To all the protestors--you did great and are great. Your stories matter, and their justifications for why you were ignored and your concerns went unheard stay about them, not you. You are loved and admired by me, forever, and you stay blameless and whole because no motherfucker can take away what is best about you. You are you, and nothing takes away that simple, beautiful thing, you only have experiences that are shit, and shit comes to shit people who make that their way. You did not make Kavanaugh happen by existing, protesting or telling your stories. But the GOP mindset, at present, made your stories their reason to let a political hack be their best chance. And made you the enemy. Made me, too, for opposing him. 

They will say the shrieking leftists and their presence and protest made the Kavanaugh swearing in their goal, and feel good--I say it means politics will need other means, and the ballot box became the leftist grail as it never was before, because the most direct action is voting. It was why iron-jawed sisters marched and sat in jail cells. It was why voter registration is forever linked to lynching in this country.

Before they can take it away--vote: don't get mad, organize, don't boo, vote. Had only more people voted for Hillary Clinton in PA, WI, etc, we could have had a liberal SCOTUS. And no person in the US would be wondering if reproductive freedom or custody rights, would ever be left in the hands of a rapist. We would not wonder about the future of government subsidized health care, or our rights to vote or marry or be our open gender representation. Because she (the president we could have had) would have had our back. 
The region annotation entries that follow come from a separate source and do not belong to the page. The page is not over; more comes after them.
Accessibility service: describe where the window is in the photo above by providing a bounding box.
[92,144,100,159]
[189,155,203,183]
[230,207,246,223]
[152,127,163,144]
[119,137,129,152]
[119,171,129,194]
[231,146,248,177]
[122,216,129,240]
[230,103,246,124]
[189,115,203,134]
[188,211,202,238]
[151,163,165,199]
I am not mad, and no RW operative has "pwned". But days like today are the greatest call to organization we could ever need.  Vote Democratic everywhere, even if only to preserve the Dem Caucus. The alternative is not unthinkable, it has only become too real.

2 comments:

Grey One talks sass said...

You provide a ray of hope where before only existed darkness. Thank you for your words, for your dedication, and your will to keep moving forward.

northierthanthou said...

Damn that Soros! He owes a lot of us some good hard cash, and I really wish he'd pay up.